L’altro candidato non è il male oscuro di questa città. È circondato anche da persone perbene. Penso ad Amedeo Sorrentino e Rosario Cascone, cui mi lega una profonda e sincera amicizia: uomini e professionisti dai trascorsi cristallini. A loro – e al gruppo che hanno allestito – fa compagnia Antonio Mainardi, che ho visto crescere politicamente e a cui, sorridendo, attribuisco la malizia di indicare il nome del padre alla voce detto sulla lista elettorale. Ci può stare. Poco.

Temo ciò che avverto ma non vedo. Gli autori degli attacchi informatici; i falsi profili facebook; coloro che si esercitano rovistando nella vita degli altri per delegittimarne l’azione politica; gli imprenditori che si organizzano per garantirsi una rappresentanza consiliare, alla vigilia di privatizzazioni cui potrebbero essere interessati, fino ad auspicarle e suggerirle; il modello “Scafati”, emerso dalla cronaca giudiziaria; l’incapacità di resistere alle sollecitazioni.

Ho paura di ciò di cui non si parla per ignoranza o timore. Di cosa siamo diventati. Non sono tranquillo, perché non ho capito cosa ha indotto un astro nascente della politica locale a un gesto estremo. Perché non si scrive della proprietà delle MCM con la frequenza che merita. Perché non è chiaro il futuro dell’area mercatale, del cimitero e della Angriecoservizi. Non temo l’altro candidato, ma l’ombra lunga che potrebbe sovrastarlo, calando il buio su una città alla deriva.

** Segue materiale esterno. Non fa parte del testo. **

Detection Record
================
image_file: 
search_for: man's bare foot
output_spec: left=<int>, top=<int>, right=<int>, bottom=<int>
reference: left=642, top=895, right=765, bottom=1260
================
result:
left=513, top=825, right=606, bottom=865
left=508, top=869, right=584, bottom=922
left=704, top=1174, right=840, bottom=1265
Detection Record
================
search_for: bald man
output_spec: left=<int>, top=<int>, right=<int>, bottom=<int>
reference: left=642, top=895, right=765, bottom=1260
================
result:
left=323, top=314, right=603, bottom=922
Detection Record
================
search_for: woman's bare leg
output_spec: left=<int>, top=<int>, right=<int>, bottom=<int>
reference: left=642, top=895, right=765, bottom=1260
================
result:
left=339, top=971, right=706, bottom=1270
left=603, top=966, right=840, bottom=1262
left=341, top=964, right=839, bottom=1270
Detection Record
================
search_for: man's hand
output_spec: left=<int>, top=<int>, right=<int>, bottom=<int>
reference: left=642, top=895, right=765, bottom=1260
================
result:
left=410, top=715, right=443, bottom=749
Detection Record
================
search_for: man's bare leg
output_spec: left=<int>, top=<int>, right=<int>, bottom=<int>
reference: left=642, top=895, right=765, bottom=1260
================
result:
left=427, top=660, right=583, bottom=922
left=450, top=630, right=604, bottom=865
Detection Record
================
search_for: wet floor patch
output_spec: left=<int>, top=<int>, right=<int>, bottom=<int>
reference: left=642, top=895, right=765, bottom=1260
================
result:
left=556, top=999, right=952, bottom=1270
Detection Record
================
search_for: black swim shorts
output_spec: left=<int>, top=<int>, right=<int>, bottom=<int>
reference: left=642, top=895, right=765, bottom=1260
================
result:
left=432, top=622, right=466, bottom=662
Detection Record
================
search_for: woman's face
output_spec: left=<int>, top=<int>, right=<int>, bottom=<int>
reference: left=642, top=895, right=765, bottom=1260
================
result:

All’oscurità ci si prepara. Comunque vada, lunedì, avremo un sindaco. Chiunque sia dei due, non lasciamolo solo e auguriamoci che l’altro recuperi la serenità per partecipare da protagonista alla pacificazione sociale: condizione necessaria a mettere insieme una comunità dilaniata, incapace di arginare possibili contaminazioni, non solo culturali e gestionali, che, con le esternalizzazioni, potrebbero ridurci, in casa nostra, a inquilini indesiderati, da spremere come agrumi.